While the state of New York has been swarming over the company, so too has the Justice Department, and it's likely other agencies like the SEC are examining iFinex for regulatory, and possibly criminal, misconduct.
Who gets the money?
All of this means the U.S. government is now in a position where it must decide whether to return the funds from the 2016 hack to the "victim"—a victim whose hands, in the eyes of regulators, appear far from clean. Lawyers interviewed for this story were skeptical that will happen.
"They could refuse on the grounds that the money is itself the proceeds of crime ... There is a general skepticism about iFinex and Tether among the legal community. Maybe they get the billions back, maybe they don't," said a veteran crypto attorney who was not authorized to speak publicly about the case.
The situation is more complicated still because both Bitfinex and its customers may owe the U.S. government in the form of fines and unpaid tax bills. David Silver, a Florida-based crypto lawyer, noted that Bitfinex's failure to impose KYC requirements means it is even harder to determine who owes what.
"Verifying account holders is going to be very interesting. If I was forced to venture a guess, I would think the government will want to be in control of the distribution of funds so it can identify and tax everybody. Big brother isn’t letting all of this money get away," said Silver.
In a statement issued shortly after the Justice Department announced the seizure, Bitfinex said it expected to receive the recovered funds and would use them to honor an earlier pledge to use 80% of them to "burn" the platform's native token known as LEO.
Burning the LEO tokens—which are used to receive discounts and other perks on Bitfinex—would result in a smaller supply, and the price of the remaining ones to surge. And indeed, LEO tokens have already popped over 80% following news of the seizure, and so have the RTR tokens that iFinex issued as de facto lottery tickets to those who accepted shares following the 2016 hack.
The spike in the price of LEO and RTR tokens may please some Bitfinex customers but is unlikely to assuage many of those subject to the original 2016 haircut. According to the anonymous operator of Bitfinexed, a popular Twitter account critical of the company, customers still feel cheated because they were forced to accept dollars instead of Bitcoins as restitution—a problem since Bitcoin is worth ten times what it was in 2016.

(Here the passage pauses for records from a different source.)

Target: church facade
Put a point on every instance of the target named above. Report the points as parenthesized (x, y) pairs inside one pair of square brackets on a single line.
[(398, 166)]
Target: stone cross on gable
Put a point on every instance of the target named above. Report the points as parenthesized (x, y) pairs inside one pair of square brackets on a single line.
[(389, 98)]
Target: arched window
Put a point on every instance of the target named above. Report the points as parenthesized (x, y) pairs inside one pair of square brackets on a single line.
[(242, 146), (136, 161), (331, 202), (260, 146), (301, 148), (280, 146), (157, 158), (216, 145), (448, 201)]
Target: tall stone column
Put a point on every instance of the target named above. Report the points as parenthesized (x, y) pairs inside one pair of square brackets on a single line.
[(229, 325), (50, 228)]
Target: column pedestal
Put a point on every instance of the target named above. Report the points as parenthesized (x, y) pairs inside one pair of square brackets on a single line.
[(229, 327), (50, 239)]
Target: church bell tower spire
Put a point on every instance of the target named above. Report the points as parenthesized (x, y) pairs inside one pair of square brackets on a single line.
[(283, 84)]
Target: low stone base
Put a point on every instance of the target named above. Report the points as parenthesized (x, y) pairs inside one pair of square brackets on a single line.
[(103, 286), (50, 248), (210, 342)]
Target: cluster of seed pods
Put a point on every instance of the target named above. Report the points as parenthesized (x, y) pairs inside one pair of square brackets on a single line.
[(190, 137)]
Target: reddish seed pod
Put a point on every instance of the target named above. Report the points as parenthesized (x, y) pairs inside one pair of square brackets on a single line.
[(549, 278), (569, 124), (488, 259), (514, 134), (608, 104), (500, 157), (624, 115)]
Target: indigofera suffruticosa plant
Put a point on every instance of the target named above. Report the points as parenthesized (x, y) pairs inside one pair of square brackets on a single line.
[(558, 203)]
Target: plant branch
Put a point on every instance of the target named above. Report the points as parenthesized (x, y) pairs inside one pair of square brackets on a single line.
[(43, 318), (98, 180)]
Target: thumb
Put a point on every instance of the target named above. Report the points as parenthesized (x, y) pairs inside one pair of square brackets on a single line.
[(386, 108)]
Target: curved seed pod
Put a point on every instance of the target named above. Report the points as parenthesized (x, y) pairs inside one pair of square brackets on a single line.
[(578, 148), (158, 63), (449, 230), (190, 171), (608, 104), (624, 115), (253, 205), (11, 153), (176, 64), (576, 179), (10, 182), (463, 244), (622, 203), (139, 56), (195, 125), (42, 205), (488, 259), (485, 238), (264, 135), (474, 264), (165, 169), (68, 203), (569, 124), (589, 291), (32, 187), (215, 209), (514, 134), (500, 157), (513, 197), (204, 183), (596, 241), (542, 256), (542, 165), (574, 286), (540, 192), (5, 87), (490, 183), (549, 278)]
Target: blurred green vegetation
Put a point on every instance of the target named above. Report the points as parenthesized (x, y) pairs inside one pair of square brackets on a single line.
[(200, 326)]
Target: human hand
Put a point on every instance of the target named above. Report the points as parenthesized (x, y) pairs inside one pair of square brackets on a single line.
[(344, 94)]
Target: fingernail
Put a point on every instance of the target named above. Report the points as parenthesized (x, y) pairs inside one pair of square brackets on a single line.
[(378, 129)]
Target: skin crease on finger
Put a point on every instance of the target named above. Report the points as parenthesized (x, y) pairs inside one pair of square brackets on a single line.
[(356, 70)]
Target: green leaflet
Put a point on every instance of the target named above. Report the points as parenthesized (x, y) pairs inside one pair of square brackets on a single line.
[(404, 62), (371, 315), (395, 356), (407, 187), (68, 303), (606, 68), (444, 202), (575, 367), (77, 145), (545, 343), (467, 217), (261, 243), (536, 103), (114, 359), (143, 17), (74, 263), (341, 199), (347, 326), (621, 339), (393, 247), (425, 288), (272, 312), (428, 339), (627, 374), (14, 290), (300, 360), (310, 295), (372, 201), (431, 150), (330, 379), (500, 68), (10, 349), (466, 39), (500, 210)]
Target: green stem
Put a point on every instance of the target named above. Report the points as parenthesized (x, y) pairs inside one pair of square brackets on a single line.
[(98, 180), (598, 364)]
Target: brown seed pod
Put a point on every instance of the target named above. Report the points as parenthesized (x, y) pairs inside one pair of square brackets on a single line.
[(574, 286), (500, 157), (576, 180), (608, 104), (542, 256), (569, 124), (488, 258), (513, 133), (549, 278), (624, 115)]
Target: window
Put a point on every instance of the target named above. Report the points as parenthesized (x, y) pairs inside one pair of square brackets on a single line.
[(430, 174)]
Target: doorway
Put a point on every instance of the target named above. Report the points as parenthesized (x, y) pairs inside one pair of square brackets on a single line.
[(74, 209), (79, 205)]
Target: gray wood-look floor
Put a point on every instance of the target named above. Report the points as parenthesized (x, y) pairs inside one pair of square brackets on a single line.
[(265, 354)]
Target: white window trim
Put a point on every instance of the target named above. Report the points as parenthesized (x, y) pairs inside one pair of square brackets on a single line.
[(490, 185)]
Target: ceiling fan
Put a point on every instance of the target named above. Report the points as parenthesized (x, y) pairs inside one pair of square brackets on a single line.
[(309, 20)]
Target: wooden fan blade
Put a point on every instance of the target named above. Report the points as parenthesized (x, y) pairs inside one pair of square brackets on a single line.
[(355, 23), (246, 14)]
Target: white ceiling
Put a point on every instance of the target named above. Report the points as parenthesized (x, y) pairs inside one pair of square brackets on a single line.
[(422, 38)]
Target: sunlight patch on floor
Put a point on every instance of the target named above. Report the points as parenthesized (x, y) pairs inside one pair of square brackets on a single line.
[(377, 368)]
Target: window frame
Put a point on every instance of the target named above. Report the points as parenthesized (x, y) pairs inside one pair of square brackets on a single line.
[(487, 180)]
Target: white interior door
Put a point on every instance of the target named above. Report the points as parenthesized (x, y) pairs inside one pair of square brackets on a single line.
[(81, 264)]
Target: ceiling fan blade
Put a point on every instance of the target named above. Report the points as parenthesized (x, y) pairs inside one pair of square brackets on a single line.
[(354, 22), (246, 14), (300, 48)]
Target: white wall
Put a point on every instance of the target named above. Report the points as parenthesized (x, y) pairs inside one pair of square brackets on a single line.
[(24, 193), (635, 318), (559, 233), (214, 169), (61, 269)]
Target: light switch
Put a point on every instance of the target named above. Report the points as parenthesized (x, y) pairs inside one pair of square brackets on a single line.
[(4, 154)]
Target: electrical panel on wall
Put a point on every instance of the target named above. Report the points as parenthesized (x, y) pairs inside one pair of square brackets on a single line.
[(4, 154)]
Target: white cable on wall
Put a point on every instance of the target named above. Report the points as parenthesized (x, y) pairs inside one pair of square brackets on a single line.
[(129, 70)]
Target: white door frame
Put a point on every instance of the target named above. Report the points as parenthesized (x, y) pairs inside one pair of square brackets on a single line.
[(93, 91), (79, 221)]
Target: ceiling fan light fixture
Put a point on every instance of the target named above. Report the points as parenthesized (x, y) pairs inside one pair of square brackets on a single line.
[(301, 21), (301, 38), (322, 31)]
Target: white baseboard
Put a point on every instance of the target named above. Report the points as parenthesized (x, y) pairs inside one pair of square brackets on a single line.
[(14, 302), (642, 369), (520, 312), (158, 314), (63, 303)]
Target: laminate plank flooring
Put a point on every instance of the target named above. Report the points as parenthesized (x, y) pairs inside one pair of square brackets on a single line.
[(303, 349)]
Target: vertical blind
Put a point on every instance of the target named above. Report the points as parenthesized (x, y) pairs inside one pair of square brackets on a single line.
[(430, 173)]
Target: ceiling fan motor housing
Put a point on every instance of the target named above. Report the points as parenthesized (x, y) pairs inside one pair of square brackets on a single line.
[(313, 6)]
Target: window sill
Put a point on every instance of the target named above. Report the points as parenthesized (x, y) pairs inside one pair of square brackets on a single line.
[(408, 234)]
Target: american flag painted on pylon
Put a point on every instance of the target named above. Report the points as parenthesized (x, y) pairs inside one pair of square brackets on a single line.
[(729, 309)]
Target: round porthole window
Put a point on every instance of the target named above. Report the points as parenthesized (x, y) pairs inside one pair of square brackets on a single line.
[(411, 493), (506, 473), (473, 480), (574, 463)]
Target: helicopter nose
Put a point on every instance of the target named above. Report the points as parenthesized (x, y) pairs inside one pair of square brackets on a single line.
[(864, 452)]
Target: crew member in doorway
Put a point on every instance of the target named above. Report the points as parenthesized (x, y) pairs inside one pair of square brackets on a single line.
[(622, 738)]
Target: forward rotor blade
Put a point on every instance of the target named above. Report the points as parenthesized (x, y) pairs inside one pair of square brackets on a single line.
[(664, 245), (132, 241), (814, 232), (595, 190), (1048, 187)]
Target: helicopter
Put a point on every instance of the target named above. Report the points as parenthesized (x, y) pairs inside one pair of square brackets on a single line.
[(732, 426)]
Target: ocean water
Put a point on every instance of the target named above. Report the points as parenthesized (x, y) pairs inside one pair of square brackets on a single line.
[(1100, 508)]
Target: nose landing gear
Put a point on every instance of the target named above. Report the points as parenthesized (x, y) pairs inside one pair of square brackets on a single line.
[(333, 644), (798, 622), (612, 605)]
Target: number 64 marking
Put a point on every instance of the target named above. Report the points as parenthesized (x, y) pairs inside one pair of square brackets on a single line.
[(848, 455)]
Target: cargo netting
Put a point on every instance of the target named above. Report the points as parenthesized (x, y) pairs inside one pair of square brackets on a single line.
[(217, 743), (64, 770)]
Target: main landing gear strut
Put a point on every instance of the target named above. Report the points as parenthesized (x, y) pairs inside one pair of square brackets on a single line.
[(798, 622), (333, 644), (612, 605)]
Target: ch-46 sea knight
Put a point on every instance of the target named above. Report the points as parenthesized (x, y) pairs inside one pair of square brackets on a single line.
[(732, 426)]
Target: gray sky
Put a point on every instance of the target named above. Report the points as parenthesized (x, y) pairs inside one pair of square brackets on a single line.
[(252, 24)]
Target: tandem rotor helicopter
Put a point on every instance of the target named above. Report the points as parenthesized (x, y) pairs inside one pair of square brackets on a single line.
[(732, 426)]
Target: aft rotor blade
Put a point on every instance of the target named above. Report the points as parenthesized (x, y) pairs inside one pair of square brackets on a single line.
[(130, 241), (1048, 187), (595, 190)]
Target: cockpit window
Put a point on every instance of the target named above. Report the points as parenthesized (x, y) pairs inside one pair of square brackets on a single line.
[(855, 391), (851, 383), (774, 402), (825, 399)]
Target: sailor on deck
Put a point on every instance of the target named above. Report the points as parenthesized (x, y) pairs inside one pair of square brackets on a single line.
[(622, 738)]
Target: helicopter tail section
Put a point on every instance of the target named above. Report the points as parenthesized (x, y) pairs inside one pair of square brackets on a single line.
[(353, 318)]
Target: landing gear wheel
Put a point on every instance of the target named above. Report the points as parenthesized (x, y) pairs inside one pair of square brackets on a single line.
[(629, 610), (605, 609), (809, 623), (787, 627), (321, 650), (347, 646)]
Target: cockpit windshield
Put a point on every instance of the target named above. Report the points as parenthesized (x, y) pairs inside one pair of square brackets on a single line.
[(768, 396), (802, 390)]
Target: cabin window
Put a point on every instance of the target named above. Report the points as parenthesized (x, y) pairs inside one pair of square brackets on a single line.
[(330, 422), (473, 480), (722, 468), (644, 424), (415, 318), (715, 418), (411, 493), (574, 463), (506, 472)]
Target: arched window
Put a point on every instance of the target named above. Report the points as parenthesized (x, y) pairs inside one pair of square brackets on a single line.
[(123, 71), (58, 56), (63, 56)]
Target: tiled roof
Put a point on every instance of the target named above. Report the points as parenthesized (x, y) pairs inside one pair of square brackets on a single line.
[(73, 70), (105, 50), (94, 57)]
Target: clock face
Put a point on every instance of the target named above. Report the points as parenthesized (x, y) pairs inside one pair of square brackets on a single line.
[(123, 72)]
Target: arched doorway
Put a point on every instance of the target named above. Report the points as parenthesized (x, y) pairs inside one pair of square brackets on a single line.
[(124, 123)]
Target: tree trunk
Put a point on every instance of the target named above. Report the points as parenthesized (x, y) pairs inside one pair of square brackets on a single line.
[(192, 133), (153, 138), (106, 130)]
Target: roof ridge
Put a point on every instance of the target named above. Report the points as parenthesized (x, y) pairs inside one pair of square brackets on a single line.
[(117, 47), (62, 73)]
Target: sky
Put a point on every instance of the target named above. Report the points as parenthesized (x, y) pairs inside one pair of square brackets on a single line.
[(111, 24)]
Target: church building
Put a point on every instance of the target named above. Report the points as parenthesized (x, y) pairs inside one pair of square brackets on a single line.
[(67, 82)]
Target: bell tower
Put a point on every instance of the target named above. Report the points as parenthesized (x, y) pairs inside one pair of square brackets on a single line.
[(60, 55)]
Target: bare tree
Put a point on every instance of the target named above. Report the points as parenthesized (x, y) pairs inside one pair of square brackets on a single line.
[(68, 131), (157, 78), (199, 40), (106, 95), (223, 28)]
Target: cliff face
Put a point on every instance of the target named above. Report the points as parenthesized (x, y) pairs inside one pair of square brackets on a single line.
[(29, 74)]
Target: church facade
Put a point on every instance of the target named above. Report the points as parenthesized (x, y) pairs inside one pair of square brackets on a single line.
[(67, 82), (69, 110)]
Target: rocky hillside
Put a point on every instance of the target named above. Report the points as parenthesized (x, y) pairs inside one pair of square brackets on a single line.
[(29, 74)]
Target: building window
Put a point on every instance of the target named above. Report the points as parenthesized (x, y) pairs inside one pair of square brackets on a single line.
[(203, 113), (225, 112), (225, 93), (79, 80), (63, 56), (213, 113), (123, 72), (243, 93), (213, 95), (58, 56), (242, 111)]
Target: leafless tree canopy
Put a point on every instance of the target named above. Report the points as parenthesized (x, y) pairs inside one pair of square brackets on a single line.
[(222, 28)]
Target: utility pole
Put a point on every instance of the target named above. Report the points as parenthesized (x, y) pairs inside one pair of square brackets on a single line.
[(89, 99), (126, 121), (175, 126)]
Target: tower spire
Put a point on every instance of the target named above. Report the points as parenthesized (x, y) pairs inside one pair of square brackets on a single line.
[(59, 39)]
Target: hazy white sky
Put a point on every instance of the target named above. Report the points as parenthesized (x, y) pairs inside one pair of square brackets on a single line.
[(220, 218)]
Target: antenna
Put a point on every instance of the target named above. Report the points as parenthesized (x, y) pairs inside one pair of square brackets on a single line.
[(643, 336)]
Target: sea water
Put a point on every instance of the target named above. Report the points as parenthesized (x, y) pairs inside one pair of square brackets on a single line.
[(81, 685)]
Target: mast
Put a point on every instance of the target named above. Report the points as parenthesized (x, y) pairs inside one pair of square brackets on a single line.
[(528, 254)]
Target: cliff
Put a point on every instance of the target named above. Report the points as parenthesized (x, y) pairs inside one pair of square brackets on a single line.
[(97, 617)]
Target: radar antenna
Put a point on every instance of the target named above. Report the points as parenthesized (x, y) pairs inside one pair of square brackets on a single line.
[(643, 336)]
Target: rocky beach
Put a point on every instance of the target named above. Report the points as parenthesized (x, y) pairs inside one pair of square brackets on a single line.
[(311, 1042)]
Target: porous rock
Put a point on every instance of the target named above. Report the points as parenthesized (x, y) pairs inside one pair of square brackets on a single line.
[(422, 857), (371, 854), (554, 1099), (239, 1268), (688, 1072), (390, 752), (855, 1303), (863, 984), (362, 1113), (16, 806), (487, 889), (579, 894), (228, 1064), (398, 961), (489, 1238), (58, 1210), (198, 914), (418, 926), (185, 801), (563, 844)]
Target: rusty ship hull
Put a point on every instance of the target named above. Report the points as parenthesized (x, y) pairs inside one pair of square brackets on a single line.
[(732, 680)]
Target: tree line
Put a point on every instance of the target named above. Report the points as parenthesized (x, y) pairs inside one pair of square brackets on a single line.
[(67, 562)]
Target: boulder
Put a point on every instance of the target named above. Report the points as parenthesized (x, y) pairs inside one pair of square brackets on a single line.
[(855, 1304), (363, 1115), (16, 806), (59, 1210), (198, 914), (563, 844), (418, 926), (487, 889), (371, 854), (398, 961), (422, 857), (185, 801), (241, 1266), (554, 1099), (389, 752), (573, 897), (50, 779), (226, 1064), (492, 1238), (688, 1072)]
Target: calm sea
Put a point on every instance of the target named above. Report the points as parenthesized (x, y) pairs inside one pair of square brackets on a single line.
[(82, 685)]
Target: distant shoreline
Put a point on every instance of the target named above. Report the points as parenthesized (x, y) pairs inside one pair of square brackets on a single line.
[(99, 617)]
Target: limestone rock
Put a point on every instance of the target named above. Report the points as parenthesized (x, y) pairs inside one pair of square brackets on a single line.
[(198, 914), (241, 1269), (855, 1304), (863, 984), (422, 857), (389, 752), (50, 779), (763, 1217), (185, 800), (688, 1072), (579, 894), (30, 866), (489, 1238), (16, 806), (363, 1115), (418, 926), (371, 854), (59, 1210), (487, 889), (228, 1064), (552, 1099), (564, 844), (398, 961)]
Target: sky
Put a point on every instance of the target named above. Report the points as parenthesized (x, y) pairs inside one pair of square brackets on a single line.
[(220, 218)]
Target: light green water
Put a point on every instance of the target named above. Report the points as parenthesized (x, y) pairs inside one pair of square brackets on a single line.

"Customers should be filing claims. In my opinion, Bitfinex dollarized the losses and should, in a fair world, get back the $72 million dollars [it paid out at the time], then everyone else gets their Bitcoins back pro-rate," said the Bitfinexed account holder in messages to Decrypt. The person also said they believed that any clauses forbidding customers to sue would be found invalid.
The account holder, echoing Silver, also suggested that the U.S. government is likely to keep at least a portion of the recovered Bitcoins to offset the costs of its investigations and to collect fines and taxes from Bitfinex.
"[There's] the possibility that the U.S. government was playing nice to get help from Bitfinex regarding the hacked Bitcoins, [and] now the gloves can come off," they added.
In response to how Bitfinex will respond to new legal claims by customers or the federal government, the company simply directed Decrypt back to its initial statement that said it expects to recover the funds.
The Justice Department, meanwhile, said earlier this week it would set up a claims process related to the recovered Bitcoins but did not provide further details about how or when this would occur. The agency did not respond to a request for additional information.
The upshot is that the Justice Department is likely to be sitting on the over $4 billion in Bitcoins it seized for a while—an amount that could be much higher if Bitcoin recovers from a recent slump.
"Shit's gonna get crazier before it gets less crazy," said the veteran crypto lawyer.